Oliver T. Phillipson is a Harvard scientist. A sage who accumulates decades of experience in the study of aging, mitochondria and Parkinson's disease. And he has a dream that I share. And I think many of us who participate in these forums as well, full of interest and hope:

SLOW DOWN AND REVERSE THE PARKINSONIAN DEGENERATIVE PROCESS.

One of the ways to better understand what Parkinson's means today (end of the twentieth century and beginning of the twenty-first: Parkinson's diseases, orthodox and heterodox treatments, world of Parkinson's), it seems to me the chronological study of the work of the most notable researchers in some important aspect of Parkinson's disease. Dr. Phillipson stands out for the study of aging and mitochondrial damage. We have few sources: actually four.
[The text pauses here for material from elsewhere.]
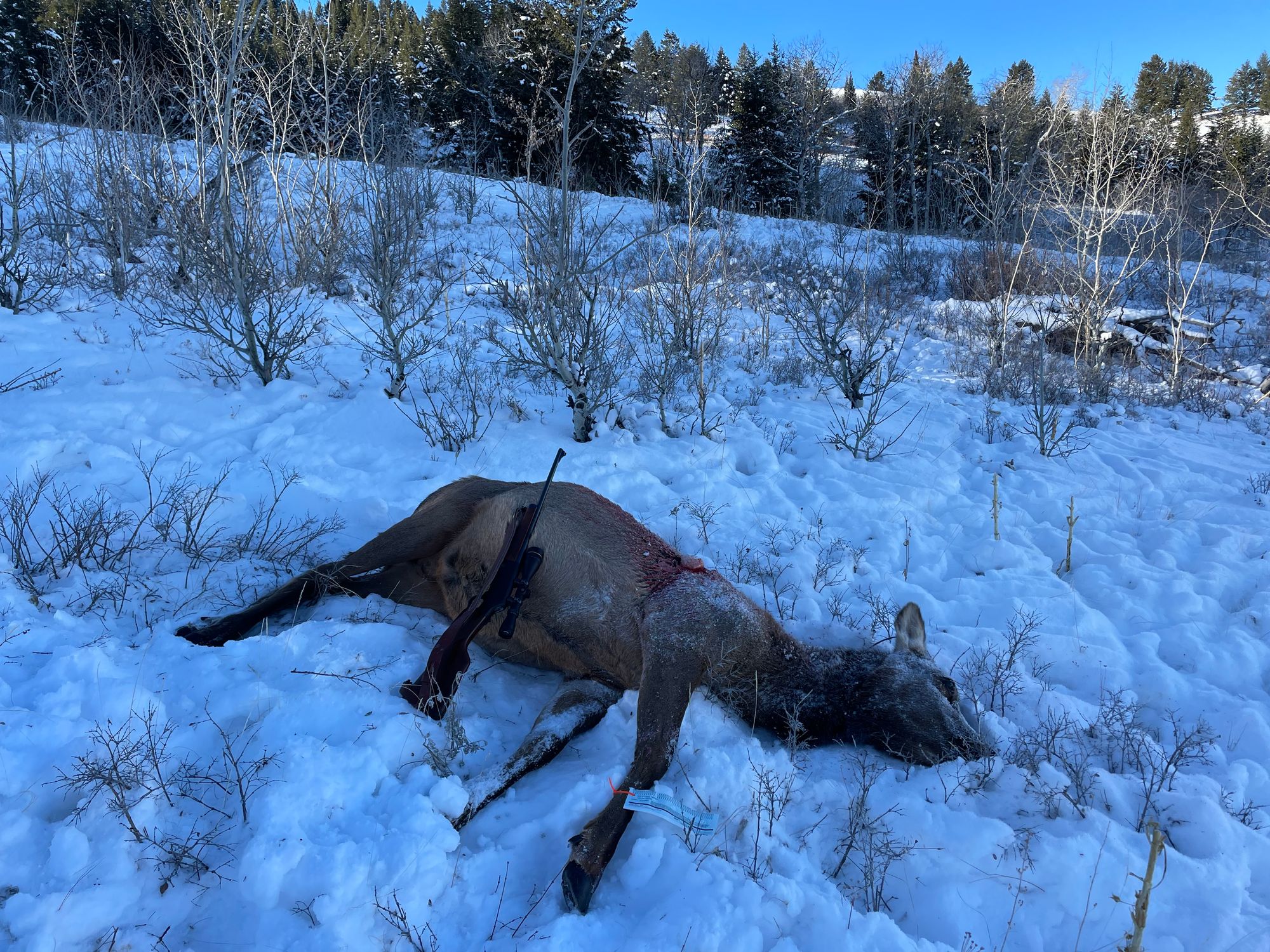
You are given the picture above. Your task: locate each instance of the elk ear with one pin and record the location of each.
(911, 630)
His 2013 study, an interview and two more studies:

2013. Inhibition of Aging in Parkinson’s Disease: A Case Study.

2014. Management of the aging risk factor for Parkinson's disease.

2017. Alpha-synuclein, epigenetics, mitochondria, metabolism, calcium traffic, & circadian dysfunction in Parkinson's disease. An integrated strategy for management.

In 2013, as mentioned below, the effectiveness of the five supplements used synergistically is proven: alpha lipoic acid, acetyl-l-carnitine, coenzyme Q10, melatonin and vitamin E.

I think it's important to mention Zhang and colleagues' 2010 study on the combined use of R-alpha-lipoic acid and acetyl-L-carnitine. Not only for its effectiveness, but for the fact that together they greatly increase their potency and require lower doses. (Zhang et al. 2010. Combined R-alpha-lipoic acid and acetyl-L-carnitine exerts efficient preventative effects in a cellular model of Parkinson's disease. J Cell Mol Med.)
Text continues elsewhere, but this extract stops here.